Um casal de surdos entrou na Justiça contra o Cineart Multiplex porque não encontrou o filme “Shrek” legendado no cinema do Shopping Cidade, em Belo Horizonte. Os dois alegaram no processo que foram comemorar o aniversário de namoro, em 2010, mas no dia e no horário escolhidos por eles não havia nenhuma sessão legendada do filme.
O juiz Fabrício Simão da Cunha Araújo, do Juizado Especial das Relações de Consumo, condenou a empresa a pagar R$ 10 mil como dano moral à deficiente auditiva e outros R$ 10 mil como parcela pedagógica. O último valor será destinado à Creche Agostinho Cândido de Souza, que fica na capital mineira.

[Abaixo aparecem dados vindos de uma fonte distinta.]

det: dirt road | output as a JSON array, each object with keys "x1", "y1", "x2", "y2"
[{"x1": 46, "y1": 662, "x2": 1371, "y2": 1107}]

Os dois autores ajuizaram ações separadas, sendo que no caso do deficiente, um juiz julgou improcedente o dano moral, em 2011. Este mês, Cunha Araújo teve um entendimento diferente e condenou o Cineart dando à mulher o direito de indenização. A empresa informou que irá recorrer da decisão, que é de primeira instância.
No processo, a surda juntou a grade exibições da Cineart e fotos dos filmes em cartaz na data em que compareceu ao cinema, comprovando que não havia sessão legendada para o filme escolhido.

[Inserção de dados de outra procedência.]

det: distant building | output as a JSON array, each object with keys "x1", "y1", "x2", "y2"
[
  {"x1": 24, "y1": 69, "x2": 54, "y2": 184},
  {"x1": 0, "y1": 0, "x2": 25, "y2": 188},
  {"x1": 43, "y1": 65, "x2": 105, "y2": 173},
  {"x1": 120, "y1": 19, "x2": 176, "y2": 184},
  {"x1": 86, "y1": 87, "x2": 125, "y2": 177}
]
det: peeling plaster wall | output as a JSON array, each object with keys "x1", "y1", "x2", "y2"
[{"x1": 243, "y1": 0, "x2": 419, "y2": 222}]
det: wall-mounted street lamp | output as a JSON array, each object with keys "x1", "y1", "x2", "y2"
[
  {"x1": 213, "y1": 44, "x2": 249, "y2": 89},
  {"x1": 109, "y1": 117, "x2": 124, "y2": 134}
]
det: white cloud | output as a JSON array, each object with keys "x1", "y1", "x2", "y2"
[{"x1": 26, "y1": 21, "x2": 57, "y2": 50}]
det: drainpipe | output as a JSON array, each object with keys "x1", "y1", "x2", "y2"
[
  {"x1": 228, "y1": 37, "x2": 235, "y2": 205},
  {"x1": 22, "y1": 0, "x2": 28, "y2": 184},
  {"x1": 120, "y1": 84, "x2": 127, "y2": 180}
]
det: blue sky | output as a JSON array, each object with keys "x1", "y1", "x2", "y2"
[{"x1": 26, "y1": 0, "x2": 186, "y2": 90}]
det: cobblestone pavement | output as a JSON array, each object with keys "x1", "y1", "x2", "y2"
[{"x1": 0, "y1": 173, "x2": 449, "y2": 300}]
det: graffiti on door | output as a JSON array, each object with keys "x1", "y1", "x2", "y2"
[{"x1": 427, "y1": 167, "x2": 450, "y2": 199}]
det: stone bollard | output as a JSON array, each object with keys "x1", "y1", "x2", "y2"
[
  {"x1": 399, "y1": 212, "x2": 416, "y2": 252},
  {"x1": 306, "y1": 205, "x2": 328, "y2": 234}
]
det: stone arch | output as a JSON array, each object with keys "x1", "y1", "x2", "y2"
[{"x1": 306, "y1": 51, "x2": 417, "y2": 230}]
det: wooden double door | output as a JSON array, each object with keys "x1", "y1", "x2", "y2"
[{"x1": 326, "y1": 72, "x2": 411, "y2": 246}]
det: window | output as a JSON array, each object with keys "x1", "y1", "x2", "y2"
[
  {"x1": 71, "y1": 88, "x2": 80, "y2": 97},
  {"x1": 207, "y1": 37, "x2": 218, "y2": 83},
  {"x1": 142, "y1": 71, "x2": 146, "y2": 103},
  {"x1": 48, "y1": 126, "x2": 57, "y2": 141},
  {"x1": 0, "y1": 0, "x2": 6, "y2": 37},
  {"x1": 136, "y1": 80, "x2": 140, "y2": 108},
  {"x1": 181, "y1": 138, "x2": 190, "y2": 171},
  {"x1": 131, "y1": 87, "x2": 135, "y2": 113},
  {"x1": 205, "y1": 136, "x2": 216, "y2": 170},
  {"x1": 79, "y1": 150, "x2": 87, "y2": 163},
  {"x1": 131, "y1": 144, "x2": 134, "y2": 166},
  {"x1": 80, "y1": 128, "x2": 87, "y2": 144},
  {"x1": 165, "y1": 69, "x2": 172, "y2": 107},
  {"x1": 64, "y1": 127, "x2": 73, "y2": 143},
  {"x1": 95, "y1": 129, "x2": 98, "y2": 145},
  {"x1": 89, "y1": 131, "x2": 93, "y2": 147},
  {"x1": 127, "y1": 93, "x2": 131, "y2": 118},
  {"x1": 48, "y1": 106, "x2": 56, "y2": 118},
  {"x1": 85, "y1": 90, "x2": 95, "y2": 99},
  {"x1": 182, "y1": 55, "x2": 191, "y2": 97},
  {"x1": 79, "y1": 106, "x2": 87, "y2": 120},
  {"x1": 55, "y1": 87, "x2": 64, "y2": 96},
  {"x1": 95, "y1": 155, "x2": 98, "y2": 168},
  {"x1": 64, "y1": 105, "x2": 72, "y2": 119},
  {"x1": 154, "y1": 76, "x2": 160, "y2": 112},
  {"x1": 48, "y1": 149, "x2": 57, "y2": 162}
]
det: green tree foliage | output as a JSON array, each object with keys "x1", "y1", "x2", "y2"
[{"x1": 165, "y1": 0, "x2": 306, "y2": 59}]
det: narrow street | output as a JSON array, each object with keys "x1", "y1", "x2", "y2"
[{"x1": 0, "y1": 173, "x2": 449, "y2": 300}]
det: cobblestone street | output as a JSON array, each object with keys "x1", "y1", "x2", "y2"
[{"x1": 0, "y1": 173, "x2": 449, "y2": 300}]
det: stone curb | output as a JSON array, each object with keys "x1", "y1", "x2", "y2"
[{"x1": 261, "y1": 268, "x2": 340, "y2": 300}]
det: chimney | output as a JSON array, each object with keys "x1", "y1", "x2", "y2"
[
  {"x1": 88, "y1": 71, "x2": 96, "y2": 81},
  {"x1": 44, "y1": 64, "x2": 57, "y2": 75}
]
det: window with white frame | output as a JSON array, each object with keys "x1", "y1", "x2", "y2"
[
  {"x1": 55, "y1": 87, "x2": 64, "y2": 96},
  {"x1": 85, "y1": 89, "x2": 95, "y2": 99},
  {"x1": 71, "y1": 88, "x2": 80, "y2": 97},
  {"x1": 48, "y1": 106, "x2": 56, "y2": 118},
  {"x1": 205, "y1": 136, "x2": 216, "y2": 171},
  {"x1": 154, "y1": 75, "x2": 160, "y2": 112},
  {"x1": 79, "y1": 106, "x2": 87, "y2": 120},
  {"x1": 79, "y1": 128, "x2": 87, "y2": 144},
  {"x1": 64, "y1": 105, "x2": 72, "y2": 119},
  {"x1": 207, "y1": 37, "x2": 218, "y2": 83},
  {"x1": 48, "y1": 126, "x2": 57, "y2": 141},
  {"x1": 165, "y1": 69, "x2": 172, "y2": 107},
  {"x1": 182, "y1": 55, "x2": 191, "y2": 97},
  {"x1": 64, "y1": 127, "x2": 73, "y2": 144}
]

Ela e o namorado fizeram um boletim de ocorrência em uma delegacia no dia do ocorrido. O Cineart afirma que havia uma sessão legendada à noite, mas o casal escolheu ir ao cinema à tarde, quando não encontrou o filme do jeito que gostariam.

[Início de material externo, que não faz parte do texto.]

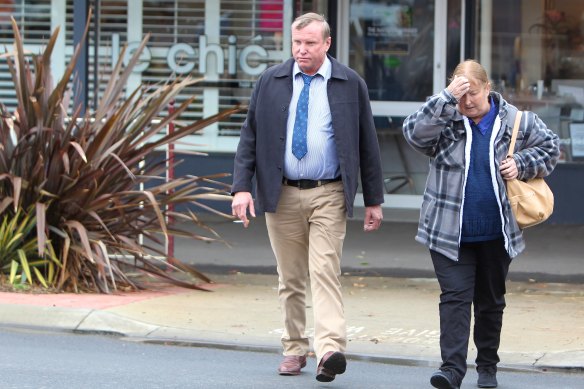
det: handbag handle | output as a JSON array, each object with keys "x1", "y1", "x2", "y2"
[{"x1": 507, "y1": 110, "x2": 523, "y2": 157}]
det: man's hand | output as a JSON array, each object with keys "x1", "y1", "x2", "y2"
[
  {"x1": 231, "y1": 192, "x2": 255, "y2": 228},
  {"x1": 364, "y1": 205, "x2": 383, "y2": 232}
]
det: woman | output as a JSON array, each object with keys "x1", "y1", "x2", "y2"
[{"x1": 402, "y1": 60, "x2": 559, "y2": 389}]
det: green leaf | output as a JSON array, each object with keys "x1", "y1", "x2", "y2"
[
  {"x1": 6, "y1": 233, "x2": 23, "y2": 250},
  {"x1": 9, "y1": 260, "x2": 18, "y2": 284},
  {"x1": 48, "y1": 262, "x2": 55, "y2": 284},
  {"x1": 17, "y1": 250, "x2": 33, "y2": 285},
  {"x1": 33, "y1": 267, "x2": 48, "y2": 288}
]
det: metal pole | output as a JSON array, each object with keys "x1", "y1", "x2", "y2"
[
  {"x1": 73, "y1": 0, "x2": 89, "y2": 115},
  {"x1": 166, "y1": 100, "x2": 176, "y2": 263},
  {"x1": 93, "y1": 0, "x2": 100, "y2": 111}
]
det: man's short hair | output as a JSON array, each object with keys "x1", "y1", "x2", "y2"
[{"x1": 292, "y1": 12, "x2": 330, "y2": 40}]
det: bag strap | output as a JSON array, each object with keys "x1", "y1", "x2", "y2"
[{"x1": 507, "y1": 110, "x2": 522, "y2": 158}]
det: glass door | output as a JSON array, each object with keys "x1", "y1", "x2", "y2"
[
  {"x1": 339, "y1": 0, "x2": 453, "y2": 116},
  {"x1": 337, "y1": 0, "x2": 459, "y2": 203}
]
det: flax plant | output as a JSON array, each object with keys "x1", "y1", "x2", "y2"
[{"x1": 0, "y1": 16, "x2": 240, "y2": 292}]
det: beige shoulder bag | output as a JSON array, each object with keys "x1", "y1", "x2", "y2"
[{"x1": 506, "y1": 111, "x2": 554, "y2": 229}]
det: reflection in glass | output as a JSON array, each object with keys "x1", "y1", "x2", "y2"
[
  {"x1": 489, "y1": 0, "x2": 584, "y2": 163},
  {"x1": 349, "y1": 0, "x2": 435, "y2": 102}
]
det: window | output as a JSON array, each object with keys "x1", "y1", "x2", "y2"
[{"x1": 488, "y1": 0, "x2": 584, "y2": 163}]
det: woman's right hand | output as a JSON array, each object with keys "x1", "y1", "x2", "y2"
[
  {"x1": 447, "y1": 75, "x2": 470, "y2": 101},
  {"x1": 500, "y1": 157, "x2": 518, "y2": 180}
]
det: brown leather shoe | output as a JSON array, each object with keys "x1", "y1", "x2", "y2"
[
  {"x1": 278, "y1": 355, "x2": 307, "y2": 376},
  {"x1": 316, "y1": 351, "x2": 346, "y2": 382}
]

A empresa de cinema contestou o pedido de indenização alegando que a jovem não provou os danos materiais e morais sofridos. De acordo com o advogado do Cineart, Erasmo Cabral, a ausência do filme com legenda não tem relação com a deficiência do casal, é apenas uma questão de oferta.
Ele explica que havia informações suficientes sobre as sessões, por isso os deficientes não foram enganados. De acordo com o advogado, não está previsto em lei que deve haver sessão legendada em todos horários, dias e salas. O Cineart tentou conciliação oferecendo ingresso em outras sessões para o casal, mas não conseguiu impedir o andamento da ação.
Decisão
O juiz Cunha Araújo argumentou na decisão que é dever das empresas disponibilizar, ainda que em quantidade mínima, salas e filmes legendados, para assegurar o acesso efetivo da totalidade das pessoas, especialmente dos deficientes auditivos. Ele ressaltou que a inexistência de regulamentação específica quanto ao percentual mínimo de filmes legendados não impede a proteção do direito.
O magistrado citou a Constituição e a Convenção Internacional sobre os Direitos das Pessoas com Deficiência para justificar que "o portador de deficiência auditiva tem direito de acesso à cultura e ao lazer, devendo tal acesso ser interpretado, no que tange à cultura cinematográfica, não só como acesso físico às salas de exibição, mas também como direito de compreensão linguística das interações culturais que ali se realizarem”.
Para o juiz, a surda sofreu com o sentimento de discriminação e descaso. “Bastava ter um pouco mais de atenção, respeito e solidariedade ao consumidor”, disse. Assim, o magistrado fixou indenização.